I know Quinoa, like so many other Americans, as the fancy new health food that is most likely found on the shelves of Whole Foods and Dierbergs. Some blend of pasta, rice, and a vegetable ,Quinoa has been praised by many health gurus including the likes of Dr.Oz and Fitness Magazine as a super-food. I knew of its supposed health capabilities, but had never even thought of the idea of where it came from. Come to think of it, I almost never contemplate where the food on my shelves comes from, let alone the repercussions that come with providing it to me. However, this article sheds light on the people who are effected by the ever-changing diets of the developing world.
As the article tells the story, Quinoa is an age-old staple part of the people of Bolivia’s diet, and is quite possibly the main source of nutrients. With the new demand for this ‘superfood’ in developing worlds, and partnerships with corporations, the farmers in Bolivia are making much more exporting their crops than they were years ago. While the increased income is welcomed, at what price does it come? Quinoa, a formally very cheap crop for Bolivians, is now five times the price of basic white rice. The increased income for farmers has not brought an increase in the funds of others to make them able to afford the crop. Instead, the Bolivian people are turning to noodles and rice as their main source of nutrients, which has no where near the nutritional value of Quinoa.
The article tells of a new wave of increased malnutrition in the areas where Quinoa is being exported the most. Not only is Quinoa more difficult to attain, younger generations are also favoring eating noodles and rice that they are accustomed to, rather than Quinoa. Since these other grains do not have the same nutrients as Quinoa there is a concern that the younger generations may begin to be more unhealthy than their elders.
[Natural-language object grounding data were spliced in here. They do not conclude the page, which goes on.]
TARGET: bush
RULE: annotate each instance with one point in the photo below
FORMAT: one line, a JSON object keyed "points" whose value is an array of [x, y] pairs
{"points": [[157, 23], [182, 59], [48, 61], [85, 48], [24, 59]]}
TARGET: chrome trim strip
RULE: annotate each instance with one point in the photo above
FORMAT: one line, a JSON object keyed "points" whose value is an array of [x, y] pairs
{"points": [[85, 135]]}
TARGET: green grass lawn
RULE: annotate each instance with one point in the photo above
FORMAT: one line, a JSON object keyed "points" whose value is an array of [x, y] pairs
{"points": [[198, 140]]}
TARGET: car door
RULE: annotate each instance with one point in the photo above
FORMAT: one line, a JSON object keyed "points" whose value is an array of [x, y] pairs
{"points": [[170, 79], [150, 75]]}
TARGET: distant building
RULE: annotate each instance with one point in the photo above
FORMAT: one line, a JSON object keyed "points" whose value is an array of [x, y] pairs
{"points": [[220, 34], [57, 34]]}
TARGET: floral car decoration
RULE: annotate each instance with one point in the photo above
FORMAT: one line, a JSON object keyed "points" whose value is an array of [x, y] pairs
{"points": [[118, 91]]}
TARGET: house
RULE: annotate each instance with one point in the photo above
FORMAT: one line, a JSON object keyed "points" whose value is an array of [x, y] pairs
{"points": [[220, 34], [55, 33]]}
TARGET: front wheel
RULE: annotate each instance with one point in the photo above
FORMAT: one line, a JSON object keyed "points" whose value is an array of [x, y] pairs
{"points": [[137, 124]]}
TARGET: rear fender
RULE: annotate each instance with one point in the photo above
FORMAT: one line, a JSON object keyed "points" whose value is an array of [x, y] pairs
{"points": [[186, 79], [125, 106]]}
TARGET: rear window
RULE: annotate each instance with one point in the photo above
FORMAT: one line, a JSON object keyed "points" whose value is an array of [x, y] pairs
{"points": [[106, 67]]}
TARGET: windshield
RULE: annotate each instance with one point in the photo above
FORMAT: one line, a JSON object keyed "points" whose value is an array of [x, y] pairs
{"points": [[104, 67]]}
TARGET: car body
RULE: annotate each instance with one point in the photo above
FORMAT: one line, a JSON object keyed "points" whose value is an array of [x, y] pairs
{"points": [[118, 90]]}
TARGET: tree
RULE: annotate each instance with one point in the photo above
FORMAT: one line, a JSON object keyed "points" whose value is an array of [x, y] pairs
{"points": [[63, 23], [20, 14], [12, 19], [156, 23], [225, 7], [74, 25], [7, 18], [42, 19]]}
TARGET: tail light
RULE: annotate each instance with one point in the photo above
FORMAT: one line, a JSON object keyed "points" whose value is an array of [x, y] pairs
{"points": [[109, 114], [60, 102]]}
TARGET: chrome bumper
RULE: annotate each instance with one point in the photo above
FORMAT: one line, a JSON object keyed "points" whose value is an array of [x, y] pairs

This story shows just how much lower-income countries that export crops to high-income countries rely on the lifestyle of the people half a world away, and our ever changing diets. Also, is this trade-off of the increased income for farmers fair to those not in the farming industry forced to face malnutrition and poor health. I think one area worth exploring would be what structures can be put in place by the government in order to distribute the wealth that is brought to the country by this industry, in order to achieve justice where there may not be fairness.